C-terminal amidation is a common modification found in wild-type antimicrobial peptides (AMPs) and is believed to increase their antimicrobial efficacy. However, the exact mechanism by which this modification works is not yet fully understood. It has been observed that C-terminal amidation changes both the net charge and helicity of the peptide and plays important roles in the mechanism of action. However, previous studies have overlooked the differences in the physicochemical properties of the carboxyl and amide moieties. U3.5 is a 17-amino-acid peptide (GVGDLIRKAVSVIKNIV-NH2) that is found in the skin of Australian toadlets (Uperoleia mjobergii). It shows amyloidogenic and antimicrobial properties and exhibits cross-α/cross-β forms in different environmental conditions. While it is still unknown whether its chameleon-like properties are linked to its antimicrobial activity, it is believed that U3.5 interacts with bacterial membrane lipids to stabilize its α-helical conformation.
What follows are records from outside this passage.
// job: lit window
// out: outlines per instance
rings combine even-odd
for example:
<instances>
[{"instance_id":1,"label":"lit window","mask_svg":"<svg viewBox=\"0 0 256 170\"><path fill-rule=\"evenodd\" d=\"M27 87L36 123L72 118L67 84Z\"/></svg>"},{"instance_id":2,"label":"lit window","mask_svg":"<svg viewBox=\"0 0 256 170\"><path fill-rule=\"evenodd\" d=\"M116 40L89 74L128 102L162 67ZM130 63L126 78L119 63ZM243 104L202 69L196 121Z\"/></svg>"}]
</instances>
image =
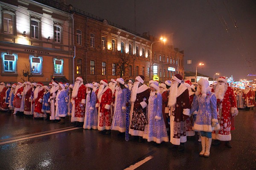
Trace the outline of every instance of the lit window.
<instances>
[{"instance_id":1,"label":"lit window","mask_svg":"<svg viewBox=\"0 0 256 170\"><path fill-rule=\"evenodd\" d=\"M90 60L90 71L91 74L95 74L95 62L93 60Z\"/></svg>"},{"instance_id":2,"label":"lit window","mask_svg":"<svg viewBox=\"0 0 256 170\"><path fill-rule=\"evenodd\" d=\"M129 55L131 55L132 54L132 46L131 46L131 44L129 44Z\"/></svg>"},{"instance_id":3,"label":"lit window","mask_svg":"<svg viewBox=\"0 0 256 170\"><path fill-rule=\"evenodd\" d=\"M129 65L129 76L130 77L132 76L132 66L131 65Z\"/></svg>"},{"instance_id":4,"label":"lit window","mask_svg":"<svg viewBox=\"0 0 256 170\"><path fill-rule=\"evenodd\" d=\"M102 50L106 50L106 48L107 47L106 40L107 39L105 37L102 37Z\"/></svg>"},{"instance_id":5,"label":"lit window","mask_svg":"<svg viewBox=\"0 0 256 170\"><path fill-rule=\"evenodd\" d=\"M13 34L13 16L6 13L3 13L3 32Z\"/></svg>"},{"instance_id":6,"label":"lit window","mask_svg":"<svg viewBox=\"0 0 256 170\"><path fill-rule=\"evenodd\" d=\"M142 67L142 75L145 76L145 68L144 67Z\"/></svg>"},{"instance_id":7,"label":"lit window","mask_svg":"<svg viewBox=\"0 0 256 170\"><path fill-rule=\"evenodd\" d=\"M43 58L41 57L35 57L33 56L30 56L29 60L31 73L35 74L41 74L43 71L42 69Z\"/></svg>"},{"instance_id":8,"label":"lit window","mask_svg":"<svg viewBox=\"0 0 256 170\"><path fill-rule=\"evenodd\" d=\"M114 40L112 40L112 46L111 47L112 51L115 51L116 49L116 41Z\"/></svg>"},{"instance_id":9,"label":"lit window","mask_svg":"<svg viewBox=\"0 0 256 170\"><path fill-rule=\"evenodd\" d=\"M121 53L124 53L125 52L125 43L121 42Z\"/></svg>"},{"instance_id":10,"label":"lit window","mask_svg":"<svg viewBox=\"0 0 256 170\"><path fill-rule=\"evenodd\" d=\"M76 60L76 74L82 74L82 60L77 59Z\"/></svg>"},{"instance_id":11,"label":"lit window","mask_svg":"<svg viewBox=\"0 0 256 170\"><path fill-rule=\"evenodd\" d=\"M54 74L63 74L63 60L54 59Z\"/></svg>"},{"instance_id":12,"label":"lit window","mask_svg":"<svg viewBox=\"0 0 256 170\"><path fill-rule=\"evenodd\" d=\"M82 44L82 31L79 29L76 30L76 44Z\"/></svg>"},{"instance_id":13,"label":"lit window","mask_svg":"<svg viewBox=\"0 0 256 170\"><path fill-rule=\"evenodd\" d=\"M106 75L106 62L102 62L102 75Z\"/></svg>"},{"instance_id":14,"label":"lit window","mask_svg":"<svg viewBox=\"0 0 256 170\"><path fill-rule=\"evenodd\" d=\"M59 26L54 26L54 42L61 42L61 29Z\"/></svg>"},{"instance_id":15,"label":"lit window","mask_svg":"<svg viewBox=\"0 0 256 170\"><path fill-rule=\"evenodd\" d=\"M112 63L112 76L116 76L116 65L115 63Z\"/></svg>"},{"instance_id":16,"label":"lit window","mask_svg":"<svg viewBox=\"0 0 256 170\"><path fill-rule=\"evenodd\" d=\"M136 56L139 57L139 46L136 46Z\"/></svg>"},{"instance_id":17,"label":"lit window","mask_svg":"<svg viewBox=\"0 0 256 170\"><path fill-rule=\"evenodd\" d=\"M13 54L12 55L9 55L6 53L2 53L1 57L3 65L3 71L6 72L17 71L17 60L18 57L17 54Z\"/></svg>"},{"instance_id":18,"label":"lit window","mask_svg":"<svg viewBox=\"0 0 256 170\"><path fill-rule=\"evenodd\" d=\"M139 66L136 66L136 71L135 73L135 76L138 76L139 75Z\"/></svg>"},{"instance_id":19,"label":"lit window","mask_svg":"<svg viewBox=\"0 0 256 170\"><path fill-rule=\"evenodd\" d=\"M38 39L39 37L39 30L38 22L31 20L31 38Z\"/></svg>"},{"instance_id":20,"label":"lit window","mask_svg":"<svg viewBox=\"0 0 256 170\"><path fill-rule=\"evenodd\" d=\"M144 48L142 48L142 57L145 57L145 49Z\"/></svg>"},{"instance_id":21,"label":"lit window","mask_svg":"<svg viewBox=\"0 0 256 170\"><path fill-rule=\"evenodd\" d=\"M95 35L93 34L90 34L90 47L94 48L95 47Z\"/></svg>"}]
</instances>

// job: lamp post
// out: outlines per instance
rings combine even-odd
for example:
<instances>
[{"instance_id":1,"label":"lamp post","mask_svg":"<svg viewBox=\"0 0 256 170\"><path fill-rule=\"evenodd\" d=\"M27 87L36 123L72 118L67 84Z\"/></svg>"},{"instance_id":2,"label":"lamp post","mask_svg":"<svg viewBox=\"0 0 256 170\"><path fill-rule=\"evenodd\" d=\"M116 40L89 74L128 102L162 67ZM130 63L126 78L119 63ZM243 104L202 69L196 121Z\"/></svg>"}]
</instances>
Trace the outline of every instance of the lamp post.
<instances>
[{"instance_id":1,"label":"lamp post","mask_svg":"<svg viewBox=\"0 0 256 170\"><path fill-rule=\"evenodd\" d=\"M220 75L220 74L219 73L216 73L213 75L213 82L214 82L214 76L215 76L215 75Z\"/></svg>"},{"instance_id":2,"label":"lamp post","mask_svg":"<svg viewBox=\"0 0 256 170\"><path fill-rule=\"evenodd\" d=\"M153 73L152 71L152 45L153 45L153 44L156 42L160 42L160 41L163 41L164 42L166 41L166 40L165 39L164 39L163 37L161 37L159 40L156 41L154 41L151 44L151 46L150 47L150 63L149 63L149 80L153 79L152 76L152 75L153 75Z\"/></svg>"},{"instance_id":3,"label":"lamp post","mask_svg":"<svg viewBox=\"0 0 256 170\"><path fill-rule=\"evenodd\" d=\"M198 65L197 65L197 66L195 67L195 82L196 83L197 82L197 67L200 65L204 65L204 64L200 62L199 63L199 64L198 64Z\"/></svg>"}]
</instances>

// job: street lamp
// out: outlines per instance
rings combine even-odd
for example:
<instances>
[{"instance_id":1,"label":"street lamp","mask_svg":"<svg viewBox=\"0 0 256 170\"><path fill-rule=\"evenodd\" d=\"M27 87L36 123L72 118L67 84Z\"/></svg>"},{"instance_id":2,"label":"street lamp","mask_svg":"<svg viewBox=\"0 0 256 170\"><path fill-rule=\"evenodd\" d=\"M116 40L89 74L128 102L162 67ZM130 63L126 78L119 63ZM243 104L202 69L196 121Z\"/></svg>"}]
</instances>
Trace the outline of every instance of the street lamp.
<instances>
[{"instance_id":1,"label":"street lamp","mask_svg":"<svg viewBox=\"0 0 256 170\"><path fill-rule=\"evenodd\" d=\"M197 66L195 67L195 82L196 83L197 82L197 67L198 67L198 66L199 66L200 65L204 65L204 64L200 62L199 63L199 64L198 64L198 65L197 65Z\"/></svg>"},{"instance_id":2,"label":"street lamp","mask_svg":"<svg viewBox=\"0 0 256 170\"><path fill-rule=\"evenodd\" d=\"M220 74L219 74L219 73L216 73L215 74L214 74L213 75L213 81L214 82L214 76L215 76L215 75L220 75Z\"/></svg>"},{"instance_id":3,"label":"street lamp","mask_svg":"<svg viewBox=\"0 0 256 170\"><path fill-rule=\"evenodd\" d=\"M160 42L160 41L163 41L165 42L166 40L166 39L161 37L158 40L154 41L151 44L151 46L150 47L150 63L149 63L149 80L153 79L152 76L152 75L153 75L153 73L152 71L152 45L154 43Z\"/></svg>"}]
</instances>

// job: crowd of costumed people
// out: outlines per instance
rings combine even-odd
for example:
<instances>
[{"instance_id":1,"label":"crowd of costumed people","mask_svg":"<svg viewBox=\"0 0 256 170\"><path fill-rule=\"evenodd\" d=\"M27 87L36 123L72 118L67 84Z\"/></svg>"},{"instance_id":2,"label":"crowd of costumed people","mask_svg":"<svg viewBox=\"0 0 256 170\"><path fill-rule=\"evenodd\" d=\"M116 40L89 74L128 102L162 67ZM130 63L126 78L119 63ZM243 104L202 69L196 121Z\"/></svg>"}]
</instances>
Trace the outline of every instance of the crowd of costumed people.
<instances>
[{"instance_id":1,"label":"crowd of costumed people","mask_svg":"<svg viewBox=\"0 0 256 170\"><path fill-rule=\"evenodd\" d=\"M204 79L192 85L179 74L160 83L151 80L148 85L144 79L140 75L127 84L119 78L84 85L81 77L70 85L54 79L47 85L2 82L0 110L60 124L71 117L74 127L106 135L116 130L126 141L134 136L156 146L169 142L179 151L195 135L202 145L199 155L209 157L212 144L232 147L238 109L253 109L255 104L251 87L233 89L224 77L212 85Z\"/></svg>"}]
</instances>

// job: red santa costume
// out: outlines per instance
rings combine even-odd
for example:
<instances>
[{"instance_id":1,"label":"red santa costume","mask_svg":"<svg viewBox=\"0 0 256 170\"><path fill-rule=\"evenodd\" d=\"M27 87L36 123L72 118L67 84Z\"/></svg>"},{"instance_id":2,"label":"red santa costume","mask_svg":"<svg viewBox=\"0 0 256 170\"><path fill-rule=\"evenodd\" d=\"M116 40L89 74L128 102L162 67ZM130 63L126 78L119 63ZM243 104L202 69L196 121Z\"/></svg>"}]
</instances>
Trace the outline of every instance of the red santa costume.
<instances>
[{"instance_id":1,"label":"red santa costume","mask_svg":"<svg viewBox=\"0 0 256 170\"><path fill-rule=\"evenodd\" d=\"M7 88L5 86L5 84L3 82L2 82L0 84L0 110L2 110L2 108L3 108L6 100L6 90L7 90Z\"/></svg>"},{"instance_id":2,"label":"red santa costume","mask_svg":"<svg viewBox=\"0 0 256 170\"><path fill-rule=\"evenodd\" d=\"M85 113L85 94L86 87L83 83L82 77L78 77L72 91L72 112L71 122L78 122L76 125L78 127L82 127L84 121Z\"/></svg>"},{"instance_id":3,"label":"red santa costume","mask_svg":"<svg viewBox=\"0 0 256 170\"><path fill-rule=\"evenodd\" d=\"M15 89L14 99L13 99L13 106L15 108L14 114L16 114L17 112L20 110L20 104L21 103L21 98L22 97L21 93L24 89L24 87L20 82L18 82L17 85Z\"/></svg>"},{"instance_id":4,"label":"red santa costume","mask_svg":"<svg viewBox=\"0 0 256 170\"><path fill-rule=\"evenodd\" d=\"M29 98L33 90L32 83L27 82L26 88L24 89L23 95L25 96L24 103L24 114L26 115L30 115L31 114L31 100Z\"/></svg>"},{"instance_id":5,"label":"red santa costume","mask_svg":"<svg viewBox=\"0 0 256 170\"><path fill-rule=\"evenodd\" d=\"M230 141L231 140L231 118L238 114L236 100L233 89L228 86L227 84L226 78L220 77L217 81L215 93L217 98L218 119L221 129L216 132L213 131L212 138L221 141ZM227 142L225 145L230 145L230 144Z\"/></svg>"},{"instance_id":6,"label":"red santa costume","mask_svg":"<svg viewBox=\"0 0 256 170\"><path fill-rule=\"evenodd\" d=\"M35 110L34 117L44 118L46 116L46 114L42 112L43 107L43 98L44 93L44 84L41 82L38 82L37 87L35 90L34 101L35 101Z\"/></svg>"},{"instance_id":7,"label":"red santa costume","mask_svg":"<svg viewBox=\"0 0 256 170\"><path fill-rule=\"evenodd\" d=\"M175 74L172 78L168 106L171 108L170 142L179 145L179 150L184 150L186 142L186 121L189 116L189 96L187 88L182 83L182 76Z\"/></svg>"},{"instance_id":8,"label":"red santa costume","mask_svg":"<svg viewBox=\"0 0 256 170\"><path fill-rule=\"evenodd\" d=\"M98 130L100 131L106 130L106 133L109 134L111 125L110 108L112 102L112 91L108 85L107 80L101 80L100 83L97 95L99 103Z\"/></svg>"},{"instance_id":9,"label":"red santa costume","mask_svg":"<svg viewBox=\"0 0 256 170\"><path fill-rule=\"evenodd\" d=\"M243 94L243 99L244 99L244 104L246 107L251 108L254 106L253 102L253 99L252 91L247 85L245 87Z\"/></svg>"}]
</instances>

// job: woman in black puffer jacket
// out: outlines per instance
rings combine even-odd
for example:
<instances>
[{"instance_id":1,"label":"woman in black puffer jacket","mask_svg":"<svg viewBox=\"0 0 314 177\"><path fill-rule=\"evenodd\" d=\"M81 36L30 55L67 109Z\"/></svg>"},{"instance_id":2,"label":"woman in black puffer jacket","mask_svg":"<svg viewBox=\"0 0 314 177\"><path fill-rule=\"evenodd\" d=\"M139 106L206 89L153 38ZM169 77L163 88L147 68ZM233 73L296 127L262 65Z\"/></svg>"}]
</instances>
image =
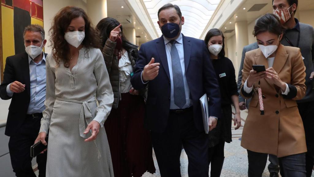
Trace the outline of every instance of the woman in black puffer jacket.
<instances>
[{"instance_id":1,"label":"woman in black puffer jacket","mask_svg":"<svg viewBox=\"0 0 314 177\"><path fill-rule=\"evenodd\" d=\"M155 172L149 131L143 127L146 89L134 90L131 77L138 46L124 36L120 23L107 17L96 26L113 91L112 109L105 123L115 176L139 177Z\"/></svg>"}]
</instances>

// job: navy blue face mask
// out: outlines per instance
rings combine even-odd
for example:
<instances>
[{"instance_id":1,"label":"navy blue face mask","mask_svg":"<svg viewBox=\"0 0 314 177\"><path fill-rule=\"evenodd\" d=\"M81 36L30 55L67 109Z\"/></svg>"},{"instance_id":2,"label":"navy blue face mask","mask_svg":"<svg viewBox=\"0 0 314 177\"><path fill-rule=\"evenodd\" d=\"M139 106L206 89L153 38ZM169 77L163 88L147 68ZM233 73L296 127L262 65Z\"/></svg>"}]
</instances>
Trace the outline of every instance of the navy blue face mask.
<instances>
[{"instance_id":1,"label":"navy blue face mask","mask_svg":"<svg viewBox=\"0 0 314 177\"><path fill-rule=\"evenodd\" d=\"M180 20L180 24L181 23ZM161 27L161 32L165 37L169 39L176 37L180 32L180 27L177 24L168 23Z\"/></svg>"}]
</instances>

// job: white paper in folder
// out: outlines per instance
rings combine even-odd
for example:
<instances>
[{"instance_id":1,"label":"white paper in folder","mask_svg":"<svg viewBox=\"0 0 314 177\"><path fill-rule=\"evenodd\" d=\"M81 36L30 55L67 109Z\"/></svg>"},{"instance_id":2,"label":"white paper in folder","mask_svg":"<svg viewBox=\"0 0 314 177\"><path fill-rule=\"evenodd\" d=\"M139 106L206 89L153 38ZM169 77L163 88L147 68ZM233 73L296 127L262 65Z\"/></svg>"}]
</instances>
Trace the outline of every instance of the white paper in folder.
<instances>
[{"instance_id":1,"label":"white paper in folder","mask_svg":"<svg viewBox=\"0 0 314 177\"><path fill-rule=\"evenodd\" d=\"M202 115L203 116L203 123L204 124L204 129L206 134L208 134L209 127L208 126L208 99L207 95L205 94L199 99L201 104L201 109L202 110Z\"/></svg>"}]
</instances>

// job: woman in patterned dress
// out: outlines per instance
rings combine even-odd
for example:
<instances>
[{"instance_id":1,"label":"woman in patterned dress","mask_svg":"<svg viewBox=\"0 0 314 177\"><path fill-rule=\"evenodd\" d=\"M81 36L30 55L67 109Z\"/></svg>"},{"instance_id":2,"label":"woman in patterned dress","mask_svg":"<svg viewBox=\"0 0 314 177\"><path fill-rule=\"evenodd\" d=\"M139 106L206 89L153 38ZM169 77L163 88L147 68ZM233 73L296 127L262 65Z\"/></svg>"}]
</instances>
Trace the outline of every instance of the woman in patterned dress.
<instances>
[{"instance_id":1,"label":"woman in patterned dress","mask_svg":"<svg viewBox=\"0 0 314 177\"><path fill-rule=\"evenodd\" d=\"M49 132L46 176L114 176L103 127L113 94L99 36L84 10L73 6L57 14L50 32L46 109L36 141L46 144Z\"/></svg>"}]
</instances>

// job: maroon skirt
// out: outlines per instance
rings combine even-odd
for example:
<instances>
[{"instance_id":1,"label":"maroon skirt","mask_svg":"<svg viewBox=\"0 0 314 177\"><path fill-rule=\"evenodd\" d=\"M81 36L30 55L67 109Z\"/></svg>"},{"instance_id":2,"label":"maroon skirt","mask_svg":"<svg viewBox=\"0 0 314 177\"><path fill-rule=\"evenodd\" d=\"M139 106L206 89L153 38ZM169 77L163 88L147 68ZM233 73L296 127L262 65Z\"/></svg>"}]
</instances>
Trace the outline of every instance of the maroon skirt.
<instances>
[{"instance_id":1,"label":"maroon skirt","mask_svg":"<svg viewBox=\"0 0 314 177\"><path fill-rule=\"evenodd\" d=\"M144 128L144 99L121 94L105 123L115 177L140 177L155 171L149 131Z\"/></svg>"}]
</instances>

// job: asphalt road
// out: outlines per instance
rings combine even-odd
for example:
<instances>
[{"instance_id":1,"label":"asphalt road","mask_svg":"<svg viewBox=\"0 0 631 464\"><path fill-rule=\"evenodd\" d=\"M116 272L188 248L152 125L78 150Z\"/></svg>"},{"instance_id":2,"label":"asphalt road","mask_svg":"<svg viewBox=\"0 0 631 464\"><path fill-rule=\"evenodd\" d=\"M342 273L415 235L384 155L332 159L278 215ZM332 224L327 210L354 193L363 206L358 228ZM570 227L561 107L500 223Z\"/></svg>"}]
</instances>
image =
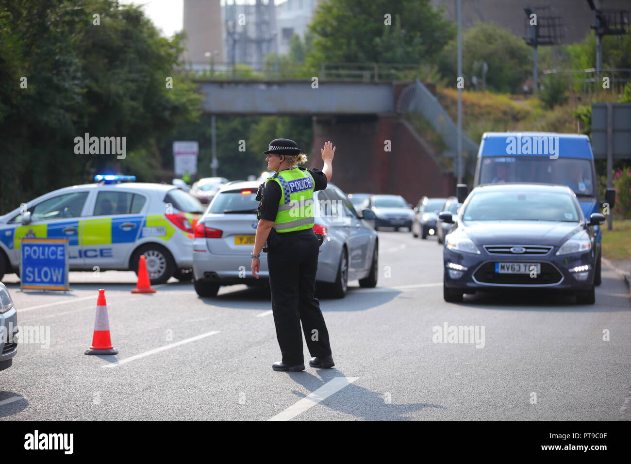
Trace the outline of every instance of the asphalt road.
<instances>
[{"instance_id":1,"label":"asphalt road","mask_svg":"<svg viewBox=\"0 0 631 464\"><path fill-rule=\"evenodd\" d=\"M42 328L0 372L0 420L631 418L631 304L618 274L603 268L593 306L532 292L445 303L434 237L379 237L378 287L355 281L345 299L321 299L335 367L310 367L305 344L301 372L271 369L264 288L201 299L172 279L133 295L133 273L71 273L63 295L23 293L7 276L23 334ZM99 288L115 357L83 354ZM480 336L435 343L445 324Z\"/></svg>"}]
</instances>

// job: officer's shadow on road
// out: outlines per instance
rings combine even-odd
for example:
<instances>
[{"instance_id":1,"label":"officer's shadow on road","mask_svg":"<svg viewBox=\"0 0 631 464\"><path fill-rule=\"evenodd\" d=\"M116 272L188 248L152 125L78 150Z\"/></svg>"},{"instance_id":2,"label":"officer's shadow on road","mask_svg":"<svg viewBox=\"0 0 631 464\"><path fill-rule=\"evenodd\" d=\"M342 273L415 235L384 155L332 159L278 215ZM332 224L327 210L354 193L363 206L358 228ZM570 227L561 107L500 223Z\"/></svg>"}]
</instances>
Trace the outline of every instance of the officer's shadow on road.
<instances>
[{"instance_id":1,"label":"officer's shadow on road","mask_svg":"<svg viewBox=\"0 0 631 464\"><path fill-rule=\"evenodd\" d=\"M343 299L331 298L326 294L316 294L322 311L361 311L371 309L385 304L401 294L401 290L385 287L362 289L349 287L346 296ZM271 294L269 287L252 287L242 290L220 294L212 298L200 298L204 303L220 307L238 309L271 309ZM261 308L261 303L269 307Z\"/></svg>"},{"instance_id":2,"label":"officer's shadow on road","mask_svg":"<svg viewBox=\"0 0 631 464\"><path fill-rule=\"evenodd\" d=\"M23 411L28 404L27 398L20 395L0 390L0 419Z\"/></svg>"},{"instance_id":3,"label":"officer's shadow on road","mask_svg":"<svg viewBox=\"0 0 631 464\"><path fill-rule=\"evenodd\" d=\"M295 381L312 392L336 377L344 376L336 369L318 369L317 372L320 374L319 378L307 372L289 372L289 375ZM360 379L361 378L358 380ZM301 391L293 390L292 393L300 398L305 397ZM371 391L351 383L320 402L319 404L367 420L418 420L418 417L411 419L403 415L420 411L426 408L446 409L444 406L428 403L395 404L394 400L387 402L387 395L389 395L388 392Z\"/></svg>"}]
</instances>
This study used classical MD simulations to investigate the interaction between Uperin 3.5 peptide and negatively charged phospholipid bilayers (POPE: DOPG 3:1, DOPE: DOPG 1:1). To elucidate the interaction mechanism and efficiency, two structurally correlated variables, C-terminal amidation, and non-amidated peptide were introduced. The simulation results indicated that due to an increase in positive charge, C-terminal amidation is believed to increase the antimicrobial efficacy and amyloidogenic properties of wild-type peptides and facilitated rapid adsorption on the lipid bilayer.